Details of mask decorations on balustradesfrom the Can Ayamans.

Letvin, however, recalls that their varied stylistic traits immediately made her wonder, “Are we sure it’s all from the same place?” The stair railing has muscular Gothic quatrefoils, zigzagging ribbons with religious inscriptions, and a newel post capped with an emaciated fanged beast, while the columns and balustrade are draped in delicate neoclassical volutes, swags, and fruit. The contrast suggests that the two sections were made decades apart and not tailored for one client.

They had arrived at Princeton University in 1955 as donations from the Belgian-Dutch Baroness Marij Vincentia Cassel van Doorn, who had installed them in the palatial home in northern New Jersey that she shared with her husband, Baron Jean Germain Léon Cassel van Doorn. Scarcely any provenance papers came to Princeton with the gift, so Letvin’s team dug into archives internationally and traveled to Mallorca to uncover more of the stones’ backstory.

Details of mask decorations on balustradesfrom the Can Ayamans.

Their detective work shows that the staircase was made in the fifteenth or sixteenth century for an as-yet unidentified structure in Mallorca, and the balustrade and columns came from a sixteenth-century building (which is still extant) and were removed during a nineteenth-century remodel. By the 1920s, the stones had been cobbled together into one marketable pastiche by Arthur Byne and Mildred Stapley Byne, an American couple based in Madrid. They were scholar-dealers, lauded in their time for drawing attention to underappreciated Spanish artworks, objects, and buildings. But they are controversial today, since they brought material to market from owners under duress due to Spain’s volatile government and economy. One of the couple’s most gluttonous American customers was William Randolph Hearst, who was incorporating chunks of European buildings into his homes around the US.

But soon after the Mallorcan stonework was shipped to Hearst’s Bronx warehouse, he fell on hard times. In the 1940s the Cassel van Doorns, who had lost their own vast collections of art and antiques upon fleeing Nazi-occupied Europe, bought the pastiche at a Hearst fire sale, along with a massive fifteenth-century stone
window from southeastern France, carved with hearts and pointed arches. The baroness gave Hearst’s French window to Princeton, along with the Mallorcan stones.

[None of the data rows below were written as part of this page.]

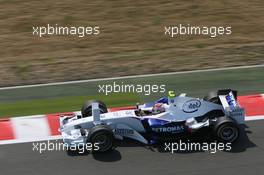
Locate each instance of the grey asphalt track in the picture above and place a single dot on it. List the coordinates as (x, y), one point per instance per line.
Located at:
(247, 157)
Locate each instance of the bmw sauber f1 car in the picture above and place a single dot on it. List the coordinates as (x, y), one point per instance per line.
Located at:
(168, 118)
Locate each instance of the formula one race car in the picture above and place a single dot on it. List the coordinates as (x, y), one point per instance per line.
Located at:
(167, 118)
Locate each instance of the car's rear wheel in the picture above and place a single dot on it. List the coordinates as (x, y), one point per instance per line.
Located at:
(227, 130)
(87, 108)
(102, 138)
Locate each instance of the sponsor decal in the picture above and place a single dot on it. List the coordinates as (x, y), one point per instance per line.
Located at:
(172, 129)
(191, 106)
(124, 131)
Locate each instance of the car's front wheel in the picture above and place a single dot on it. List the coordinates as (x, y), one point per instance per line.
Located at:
(102, 138)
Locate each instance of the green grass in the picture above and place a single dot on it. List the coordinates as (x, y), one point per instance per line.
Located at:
(62, 104)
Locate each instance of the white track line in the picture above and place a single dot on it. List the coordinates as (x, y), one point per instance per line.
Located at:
(133, 76)
(6, 142)
(252, 118)
(58, 137)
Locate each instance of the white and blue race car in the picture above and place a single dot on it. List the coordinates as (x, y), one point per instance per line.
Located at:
(168, 118)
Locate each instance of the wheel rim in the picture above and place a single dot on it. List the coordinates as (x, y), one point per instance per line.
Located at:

For the new museum’s lobby, they have been rechristened the Mallorcan Stairway and Gallery Elements (the French window has been installed in a nearby corridor). The inscription along the staircase railing is now hard to decipher but has been loosely translated as a prayer for the Lord’s mercy, and there are a few inscrutably effaced inscriptions on the column bases. But some crisp details on these well-traveled stones—the date 1549, for instance, and the skeletal ribcage on the newel post’s fanged creature—practically seem freshly carved.